As the Indian market has been witnessing continuous outflows of foreign investments, the rupee has hit its record lows multiple times in the past few months. The rupee’s fall, apart from FPI outflows, has been attributed to the rising dollar index and costlier crude oil. Experts said the rupee will face challenges in the coming few months and could possibly touch 80 levels against the US dollar in the medium term.
The rupee has been on a falling streak for the past few months. The rupee had stood at 73.78 to a dollar on January 12, 2022, and since then it has fallen more than Rs 5 within less than six months and touched its all-time low of 79.11 on Friday. However, the fall has not been continuous since January 12. First, it weakened between January 12 and March 8 to hit 77.13 and then started strengthening for a month till April 5 to touch 75.23 to a dollar. Since April 5, the rupee has seen a continuous fall and has touched all-time lows multiple times since then.
Anindya Banerjee, vice-president (currency and interest rate derivatives) of Kotak Securities, said, “Even though the Indian rupee is trading at an all-time low against the US dollar, when compared against a group of currencies, the rupee has been a slight outperformer. Aggressive intervention from RBI and interest rate hikes have helped the rupee.”
Why Has It Been Falling?
Outflows of foreign investments is a major reason for the rupee fall, which has been aggravated by global uncertainties arising out of a geopolitical crisis due to the Russia-Ukraine war and tight monetary policy by the US Federal Reserve. The fall is also attributed to surging crude oil prices and general dollar strength.
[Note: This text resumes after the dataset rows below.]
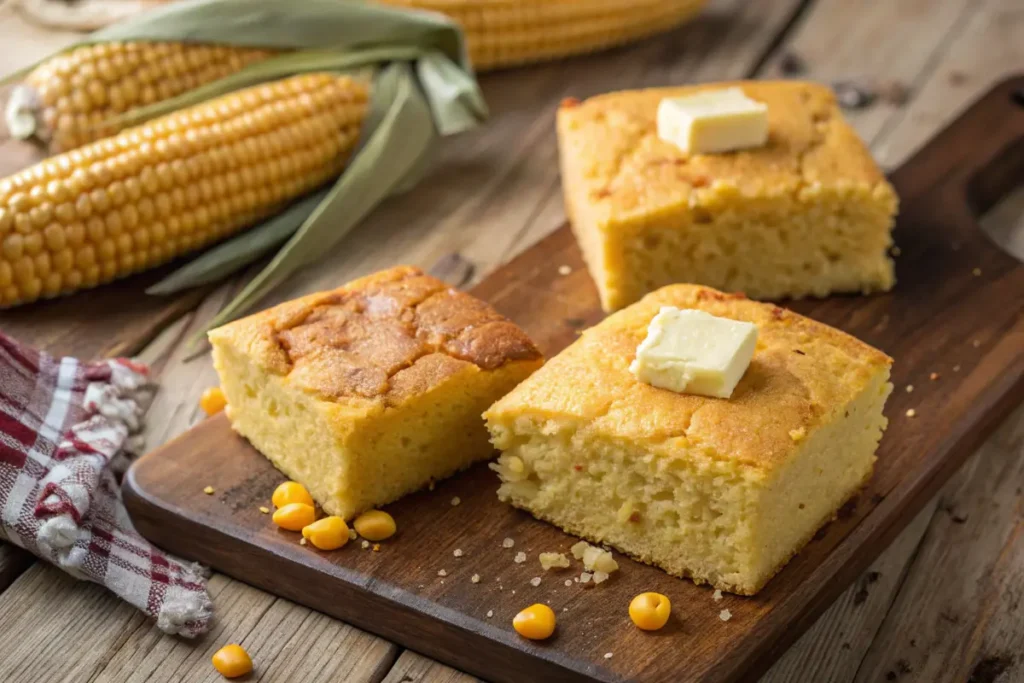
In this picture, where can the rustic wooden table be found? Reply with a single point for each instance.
(942, 603)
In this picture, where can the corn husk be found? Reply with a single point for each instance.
(423, 89)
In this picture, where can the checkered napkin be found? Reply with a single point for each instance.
(67, 429)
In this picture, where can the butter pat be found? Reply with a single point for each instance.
(713, 121)
(690, 351)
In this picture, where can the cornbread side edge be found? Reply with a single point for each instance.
(370, 391)
(722, 492)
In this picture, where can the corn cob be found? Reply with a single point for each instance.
(70, 99)
(172, 185)
(504, 33)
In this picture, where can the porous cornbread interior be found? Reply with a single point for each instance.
(368, 392)
(722, 491)
(807, 214)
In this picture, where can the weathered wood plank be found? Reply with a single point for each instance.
(960, 608)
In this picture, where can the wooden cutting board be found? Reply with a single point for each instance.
(957, 311)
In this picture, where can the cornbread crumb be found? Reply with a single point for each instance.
(553, 561)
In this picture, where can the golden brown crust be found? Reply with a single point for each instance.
(386, 336)
(621, 167)
(802, 373)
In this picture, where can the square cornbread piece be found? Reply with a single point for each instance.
(807, 214)
(721, 491)
(368, 392)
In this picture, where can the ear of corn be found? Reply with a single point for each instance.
(504, 33)
(172, 185)
(75, 97)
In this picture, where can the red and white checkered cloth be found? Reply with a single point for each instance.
(67, 428)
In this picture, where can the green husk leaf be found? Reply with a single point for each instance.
(392, 151)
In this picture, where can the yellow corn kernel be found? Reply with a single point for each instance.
(295, 516)
(232, 660)
(212, 400)
(650, 610)
(82, 91)
(375, 525)
(327, 534)
(291, 492)
(174, 184)
(516, 32)
(536, 622)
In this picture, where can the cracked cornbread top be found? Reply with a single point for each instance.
(387, 336)
(802, 375)
(615, 156)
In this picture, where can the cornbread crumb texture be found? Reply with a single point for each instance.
(372, 390)
(806, 214)
(717, 489)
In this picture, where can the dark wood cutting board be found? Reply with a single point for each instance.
(957, 310)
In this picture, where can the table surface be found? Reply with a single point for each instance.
(942, 603)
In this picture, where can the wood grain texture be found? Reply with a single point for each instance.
(445, 617)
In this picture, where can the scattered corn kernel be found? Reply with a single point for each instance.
(291, 492)
(295, 516)
(536, 622)
(327, 534)
(375, 525)
(650, 610)
(232, 660)
(212, 400)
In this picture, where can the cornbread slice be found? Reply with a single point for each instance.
(807, 214)
(368, 392)
(722, 491)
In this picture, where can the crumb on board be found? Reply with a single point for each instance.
(553, 561)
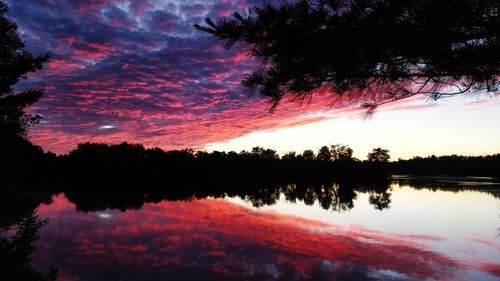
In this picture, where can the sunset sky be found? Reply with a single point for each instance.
(137, 71)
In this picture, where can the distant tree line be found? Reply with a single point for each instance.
(96, 164)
FPIs have been incessantly withdrawing money from the Indian equity market since October 2021. So far this year, the net outflow by foreign portfolio investors (FPIs) from equities has reached Rs 2.13 lakh crore. During this month till June 24, foreign investors withdrew a net amount of Rs 45,841 crore from equities.
Kotak’s Banerjee said, “Economic growth in India has been robust but global market turmoil and faster pace of Fed hikes have prevented big money from investing in India.”
Crude oil is also remaining above $100 per barrel. Brent crude futures settled at $111.63 a barrel on Friday, rising $2.60, or 2.4 per cent. West Texas Intermediate crude (WTI) settled at $108.43 a barrel, gaining $2.67, or 2.5 per cent.
The dollar index, which gauges the greenback’s strength against a basket of six currencies, also stands at a high level of 105.13.
Rahul Kalantri, vice-president (commodities) of Mehta Equities, “We expect the dollar index to remain firm and hold its support level of 103.55 on a closing basis.”
International high commodity prices due to supply disruptions due to the Russia-Ukraine war also took a toll on the rupee as costlier imports require more dollars, which strengthens the American currency and makes the Indian currency weaker in its comparison.
Asked about the impact of the rupee fall on Indians going abroad, Banerjee said that as long as the pace of depreciation in the rupee remains slow, Indian students going abroad for studies should not get impacted significantly.
Rupee May Touch 80 Levels In Few Months
Banerjee said that over the next 6-9 months, the rupee is expected to face challenges by way of slowing global economy, tightening liquidity of the US dollar and high oil prices. “But, we expect the RBI to keep the rupee stable. However, if the dollar continues to appreciate globally, dollar-rupee will also move higher, possibly towards 80 levels.”
Mehta Equities’ Kalantri said the hawkish stance of the global central banks continues to put pressure on the rupee.